The Quest for a Proper Sample:
We all collect as much data as possible nowadays. After all, data is the "new gold" and should help us make better decisions. In the past blogs, we have shown that you have to be careful how you analyze the data to avoid drawing the wrong conclusion. Today, we explain that the way you collect the data can also have a significant impact on obtaining the right results.
In 1948, the American presidential election was between Truman and Dewey. It was an exciting contest, but The Chicago Daily Tribune was sure. They had conducted a poll, and the victory would go to the Republican candidate Dewey. They were so sure of their case that they had already printed the newspaper on June 6 with the headline "Dewey defeats Truman" before the official results were known. However, the result was an overwhelming victory in favor of Truman, who triumphantly posed with the newspaper in his hand for photographers.
What had gone wrong?
The newspaper had conducted the polls by randomly selecting telephone numbers and calling to ask whom the person answering the phone would vote for. In 1948, however, the home telephone was a luxury item, so it was mainly the wealthier middle-class Americans who had a telephone number. The newspaper's sample was therefore over represented by Republicans.
Another pitfall in collecting data is the so-called "survivorship bias". During World War II, the US Army conducted research on their combat aircraft. They wanted to strengthen the aircraft with additional armor. To determine where to place the extra armor, they looked at the bullet holes in planes that had returned after being shot at.
Initially, they decided to place armor on the fuselage and wingtips. After all, that's where the planes were most often hit. However, statistician Abraham Wald advised strengthening the cockpit and engines instead. Why? Because the planes that were analyzed had all returned. The planes that had their cockpit or engines shot were all downed and therefore were not part of the set of planes in the analysis.
So it is important to carefully consider who or what you are measuring when collecting data, but also how you conduct the measurement can have unintended effects. For example, suppose you ask a group of people via survey which color they like best: red, green, or yellow? The results are:
领英推荐
You cannot then state that their favorite color is green, at most that it is preferred over red and yellow. After all, you have given them the choice between those three options, but colors like blue or orange could not be given as an answer. Factors such as the wording of the question and even the order in which they are asked can influence the answers.
Moreover, the fact that you are trying to measure an effect can influence the values you measure. This sounds paradoxical, but it is a well-known phenomenon also known as the "Hawthorne Effect". Hawthorne Works was a factory in Illinois in the 1920s where they tried to increase efficiency by making small adjustments and then investigating their effect on productivity. Most adjustments seemed to have a positive effect during the study itself, but these effects disappeared almost immediately after the study ended. The analysis showed that the employees worked harder when the researchers were "watching them". A similar effect is often seen in exit polls during elections where voters often say to the researcher that they voted for the "socially desirable" party but in reality voted for a completely different party.
4 Tips for Good Samples:
A good analysis starts with collecting good data.
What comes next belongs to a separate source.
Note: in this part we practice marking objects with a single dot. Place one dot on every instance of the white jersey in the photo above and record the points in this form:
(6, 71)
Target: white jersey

You will often hear the mantra "garbage in is garbage out" when working with data. Here are a few tips to improve the quality of your sample:
#1 Random Samples
If you cannot measure all transactions, try to work with random samples as much as possible. The more random, the better, so vary, for example, in the moments when you measure.
#2 Quotas
If you know in advance which factors (major) influence your process, you can provide your sample with quotas. For example, if gender is important and you know that the male-female distribution in your target group is 50%-50%, you survey 10 men and 10 women (this is also called "Stratified Sampling").
#3 Stratified Sampling
If you have collected enough data, you can also apply Stratified Sampling afterwards by randomly selecting measurement points from your complete dataset that meet the requested categories and not include the rest of the data in your research.
#4 Safe and ethical Sampling
The Hawthorne effect occurs especially when the observed persons feel threatened. For a good sample, it is in your own interest to ensure a socially safe and open atmosphere. Sometimes it is possible to measure without the observed person being aware of it, but be aware of ethical and moral objections.